John McCain has spent nearly two years campaigning for the White House, but with the election finally less than a week away, many influential members of the GOP are already beginning to plan for the party's future in a way that suggests he's being written off. One prominent topic of discussion is a possible presidential run by Sarah Palin in 2012.
Both the New York Times and CNN have run pieces in the past two days chronicling the debate among Republicans about Palin's future political prospects. The consensus of both articles is that whether McCain wins or loses, Palin will be a force in the Republican Party for years to come.
The Times piece positions Palin's recent, well-publicized disagreements with the McCain campaign over whether or not to discuss Jeremiah Wright, her clothing debacle, and the campaign's decision to pull out of Michigan as signs that she's already thinking past this election and to her long-term political viability. She's also speaking more frequently with the press and reading up on foreign policy in an effort to bolster her understanding of crucial issues.
The CNN article devotes greater attention to the internal ideological struggle within the conservative movement that a possible Palin presidential bid would only exacerbate. While prominent conservatives like Peggy Noonan, David Brooks and David Frum acknowledge that Palin's homey rhetoric and conservative Christianity appeal to the GOP base, they say that she hurts Republicans' chances in general elections because she turns off crucial swing voters.
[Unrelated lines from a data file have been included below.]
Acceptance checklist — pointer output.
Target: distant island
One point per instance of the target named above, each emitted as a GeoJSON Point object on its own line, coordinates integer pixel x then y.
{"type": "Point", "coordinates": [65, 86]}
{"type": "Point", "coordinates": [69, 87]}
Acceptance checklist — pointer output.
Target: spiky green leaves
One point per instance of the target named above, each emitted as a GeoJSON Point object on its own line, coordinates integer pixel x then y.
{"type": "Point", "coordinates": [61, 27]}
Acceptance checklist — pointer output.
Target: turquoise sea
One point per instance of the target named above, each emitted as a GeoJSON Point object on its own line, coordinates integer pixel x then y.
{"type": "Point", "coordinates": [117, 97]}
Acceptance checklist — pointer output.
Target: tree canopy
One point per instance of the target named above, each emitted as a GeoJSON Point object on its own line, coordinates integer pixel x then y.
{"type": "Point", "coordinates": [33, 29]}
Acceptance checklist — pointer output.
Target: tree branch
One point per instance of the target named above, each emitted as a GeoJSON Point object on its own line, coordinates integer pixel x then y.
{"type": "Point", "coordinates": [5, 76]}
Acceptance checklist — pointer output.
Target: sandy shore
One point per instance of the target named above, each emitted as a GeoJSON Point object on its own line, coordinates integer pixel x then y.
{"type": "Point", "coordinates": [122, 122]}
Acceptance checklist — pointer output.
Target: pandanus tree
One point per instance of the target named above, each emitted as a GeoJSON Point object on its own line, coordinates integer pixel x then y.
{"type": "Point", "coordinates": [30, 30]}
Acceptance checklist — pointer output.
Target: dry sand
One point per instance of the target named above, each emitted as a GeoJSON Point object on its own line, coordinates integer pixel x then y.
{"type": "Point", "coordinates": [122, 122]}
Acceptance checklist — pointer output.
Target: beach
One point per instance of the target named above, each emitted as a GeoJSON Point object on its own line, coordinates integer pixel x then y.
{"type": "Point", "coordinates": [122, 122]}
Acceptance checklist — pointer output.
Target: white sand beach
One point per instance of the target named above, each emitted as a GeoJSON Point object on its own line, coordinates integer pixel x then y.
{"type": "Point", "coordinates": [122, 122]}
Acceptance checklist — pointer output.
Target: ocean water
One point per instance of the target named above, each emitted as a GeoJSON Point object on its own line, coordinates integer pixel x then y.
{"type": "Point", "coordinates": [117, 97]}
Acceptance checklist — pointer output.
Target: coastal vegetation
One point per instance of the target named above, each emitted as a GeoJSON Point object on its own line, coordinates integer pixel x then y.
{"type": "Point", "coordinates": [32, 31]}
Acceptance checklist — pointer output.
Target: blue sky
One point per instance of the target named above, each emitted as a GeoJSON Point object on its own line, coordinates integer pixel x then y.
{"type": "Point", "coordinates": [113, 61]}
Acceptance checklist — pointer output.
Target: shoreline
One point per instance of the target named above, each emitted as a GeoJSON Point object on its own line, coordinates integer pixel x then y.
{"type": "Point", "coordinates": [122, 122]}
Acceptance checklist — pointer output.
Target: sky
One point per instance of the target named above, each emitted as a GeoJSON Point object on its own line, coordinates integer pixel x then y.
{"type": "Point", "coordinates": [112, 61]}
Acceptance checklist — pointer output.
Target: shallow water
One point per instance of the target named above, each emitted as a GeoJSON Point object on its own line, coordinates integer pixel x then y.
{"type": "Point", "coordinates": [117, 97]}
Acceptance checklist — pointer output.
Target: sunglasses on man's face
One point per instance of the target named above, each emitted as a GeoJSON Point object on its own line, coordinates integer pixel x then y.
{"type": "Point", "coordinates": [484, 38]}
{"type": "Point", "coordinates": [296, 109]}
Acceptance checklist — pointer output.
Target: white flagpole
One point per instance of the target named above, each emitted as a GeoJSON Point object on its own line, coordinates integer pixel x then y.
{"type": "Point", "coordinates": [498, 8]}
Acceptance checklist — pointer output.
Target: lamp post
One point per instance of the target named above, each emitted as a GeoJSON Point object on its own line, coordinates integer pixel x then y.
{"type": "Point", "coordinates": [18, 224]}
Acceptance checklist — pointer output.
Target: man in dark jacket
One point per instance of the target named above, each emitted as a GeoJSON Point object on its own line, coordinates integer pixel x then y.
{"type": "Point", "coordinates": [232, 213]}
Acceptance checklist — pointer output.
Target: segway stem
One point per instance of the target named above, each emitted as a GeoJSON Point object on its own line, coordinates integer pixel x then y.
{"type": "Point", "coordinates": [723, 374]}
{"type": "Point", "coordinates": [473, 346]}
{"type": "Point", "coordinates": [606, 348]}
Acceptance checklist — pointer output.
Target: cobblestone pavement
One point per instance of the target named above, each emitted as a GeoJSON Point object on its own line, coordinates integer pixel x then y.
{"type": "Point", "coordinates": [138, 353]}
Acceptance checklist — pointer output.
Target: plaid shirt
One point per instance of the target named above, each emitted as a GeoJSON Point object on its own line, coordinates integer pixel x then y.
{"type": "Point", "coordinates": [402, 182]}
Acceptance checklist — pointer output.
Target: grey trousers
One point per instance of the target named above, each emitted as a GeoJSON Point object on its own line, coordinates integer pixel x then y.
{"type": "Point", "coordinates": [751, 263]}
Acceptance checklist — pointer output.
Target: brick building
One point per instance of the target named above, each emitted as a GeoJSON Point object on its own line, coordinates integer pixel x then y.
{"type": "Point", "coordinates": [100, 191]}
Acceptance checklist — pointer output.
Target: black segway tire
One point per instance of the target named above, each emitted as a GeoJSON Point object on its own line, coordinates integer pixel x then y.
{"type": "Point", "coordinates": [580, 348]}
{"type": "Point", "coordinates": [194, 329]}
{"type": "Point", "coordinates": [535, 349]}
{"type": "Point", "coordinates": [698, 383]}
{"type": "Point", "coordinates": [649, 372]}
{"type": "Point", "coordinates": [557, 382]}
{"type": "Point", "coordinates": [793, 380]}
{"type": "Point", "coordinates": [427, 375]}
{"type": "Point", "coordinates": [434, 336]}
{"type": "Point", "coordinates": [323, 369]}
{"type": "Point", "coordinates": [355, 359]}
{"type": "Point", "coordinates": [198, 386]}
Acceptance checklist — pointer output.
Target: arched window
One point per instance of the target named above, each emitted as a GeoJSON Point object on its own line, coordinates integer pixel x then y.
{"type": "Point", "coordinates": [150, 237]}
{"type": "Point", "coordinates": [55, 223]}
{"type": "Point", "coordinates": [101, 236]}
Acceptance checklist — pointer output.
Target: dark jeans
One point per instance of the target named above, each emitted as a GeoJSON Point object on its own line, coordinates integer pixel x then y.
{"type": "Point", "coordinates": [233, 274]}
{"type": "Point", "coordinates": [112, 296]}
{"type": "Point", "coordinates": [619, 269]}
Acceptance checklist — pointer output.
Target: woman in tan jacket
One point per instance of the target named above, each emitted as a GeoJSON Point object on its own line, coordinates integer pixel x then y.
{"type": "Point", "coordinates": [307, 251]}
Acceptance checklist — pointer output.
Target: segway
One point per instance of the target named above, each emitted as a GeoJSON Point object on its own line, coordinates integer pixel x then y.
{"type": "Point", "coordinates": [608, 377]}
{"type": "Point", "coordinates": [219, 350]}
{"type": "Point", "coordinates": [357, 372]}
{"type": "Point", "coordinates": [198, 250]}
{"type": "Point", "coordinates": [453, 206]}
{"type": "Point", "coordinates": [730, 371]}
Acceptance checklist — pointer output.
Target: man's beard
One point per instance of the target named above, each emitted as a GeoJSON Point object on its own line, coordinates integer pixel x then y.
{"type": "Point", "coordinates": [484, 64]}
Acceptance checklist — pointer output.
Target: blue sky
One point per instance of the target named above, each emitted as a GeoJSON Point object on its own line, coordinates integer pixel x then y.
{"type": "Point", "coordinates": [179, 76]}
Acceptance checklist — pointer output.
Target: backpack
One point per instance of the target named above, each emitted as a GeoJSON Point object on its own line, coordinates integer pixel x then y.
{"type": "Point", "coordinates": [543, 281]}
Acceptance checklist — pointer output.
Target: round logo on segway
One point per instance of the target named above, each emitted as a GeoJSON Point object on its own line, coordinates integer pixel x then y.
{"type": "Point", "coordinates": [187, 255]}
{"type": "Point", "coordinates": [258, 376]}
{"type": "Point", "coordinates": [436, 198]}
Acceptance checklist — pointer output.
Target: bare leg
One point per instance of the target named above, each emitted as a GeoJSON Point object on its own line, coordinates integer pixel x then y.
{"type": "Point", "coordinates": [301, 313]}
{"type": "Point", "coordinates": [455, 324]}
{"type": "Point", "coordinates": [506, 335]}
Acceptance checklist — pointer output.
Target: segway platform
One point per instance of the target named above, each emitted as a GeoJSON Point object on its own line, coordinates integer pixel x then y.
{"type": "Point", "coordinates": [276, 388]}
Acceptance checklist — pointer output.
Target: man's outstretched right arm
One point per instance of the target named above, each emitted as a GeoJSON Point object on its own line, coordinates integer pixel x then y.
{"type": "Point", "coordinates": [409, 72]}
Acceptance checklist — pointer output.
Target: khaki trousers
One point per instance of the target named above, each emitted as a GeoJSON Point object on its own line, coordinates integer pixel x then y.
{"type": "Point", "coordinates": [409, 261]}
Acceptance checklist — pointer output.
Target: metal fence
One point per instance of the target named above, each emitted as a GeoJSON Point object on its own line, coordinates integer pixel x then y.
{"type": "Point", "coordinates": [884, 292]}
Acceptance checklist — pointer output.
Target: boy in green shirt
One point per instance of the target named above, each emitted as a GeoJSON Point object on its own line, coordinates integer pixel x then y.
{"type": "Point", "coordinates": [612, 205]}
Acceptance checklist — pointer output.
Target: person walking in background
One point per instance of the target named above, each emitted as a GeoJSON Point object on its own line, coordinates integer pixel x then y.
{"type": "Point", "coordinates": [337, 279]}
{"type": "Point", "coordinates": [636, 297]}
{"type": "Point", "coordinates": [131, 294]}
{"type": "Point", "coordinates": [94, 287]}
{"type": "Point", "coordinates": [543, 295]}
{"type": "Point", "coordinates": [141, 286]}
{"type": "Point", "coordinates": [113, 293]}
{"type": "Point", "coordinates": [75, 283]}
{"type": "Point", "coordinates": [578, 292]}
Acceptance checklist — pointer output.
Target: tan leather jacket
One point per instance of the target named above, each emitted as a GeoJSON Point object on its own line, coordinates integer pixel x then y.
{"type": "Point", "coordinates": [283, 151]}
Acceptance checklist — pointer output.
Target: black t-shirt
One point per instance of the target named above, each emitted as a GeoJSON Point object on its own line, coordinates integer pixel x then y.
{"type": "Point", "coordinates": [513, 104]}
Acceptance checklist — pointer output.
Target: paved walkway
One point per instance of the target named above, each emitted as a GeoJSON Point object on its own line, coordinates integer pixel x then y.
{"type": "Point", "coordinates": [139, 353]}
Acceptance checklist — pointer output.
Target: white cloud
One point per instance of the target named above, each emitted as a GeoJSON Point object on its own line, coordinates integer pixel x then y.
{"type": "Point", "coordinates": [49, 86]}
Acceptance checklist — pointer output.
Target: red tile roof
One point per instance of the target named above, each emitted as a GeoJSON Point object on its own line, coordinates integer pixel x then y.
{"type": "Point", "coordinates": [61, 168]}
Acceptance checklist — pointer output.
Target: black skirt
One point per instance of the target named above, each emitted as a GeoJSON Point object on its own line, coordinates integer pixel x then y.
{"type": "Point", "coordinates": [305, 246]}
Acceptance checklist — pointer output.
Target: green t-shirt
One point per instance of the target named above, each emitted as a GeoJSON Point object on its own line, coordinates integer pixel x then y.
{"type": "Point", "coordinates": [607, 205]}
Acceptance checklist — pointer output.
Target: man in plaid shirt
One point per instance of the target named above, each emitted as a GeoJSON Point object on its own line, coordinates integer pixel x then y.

When one looks at Palin's favorability ratings, Noonan, Brooks and Frum seem to have a point. A recent Newsweek poll found that Palin is the only major candidate on the presidential ballots that has an overall negative rating with voters. The poll also indicates that she has hurt McCain with independents -- 34 percent said that Palin has made them less likely to vote for McCain. The most recent Washington Post/ABC News poll also found that a majority of likely voters view her unfavorably and doubt she is qualified to be president.
The Times article quotes Matthew Dowd, a former strategist for George W. Bush, as saying: "She's an attractive woman who can give a great speech, but the American public doesn't view her much beyond that ... She's vastly unpopular among moderate and independent voters, and while she could be in a position to be popular among an increasingly smaller Republican Party, she's got to figure out a way to extend that and figure out a way to strengthen her weaknesses."
Still, Palin seems likely to play a large role in the conservative movement's plans for its future. Today, Politico's Jonathan Martin reports on a secret strategy meeting scheduled to take place after the election. Regardless of what happens Tuesday at the polls, Martin writes, "Sarah Palin will be a central part of discussion" at the strategy session.
But if McCain loses, to remain on the national scene Palin will first have to focus on holding on to Alaska. A McClatchy article notes that Palin's vice-presidential campaign has caused her approval ratings to slip in her home state. She still has a 68 percent approval rating, but that's down from 82 percent earlier in the year.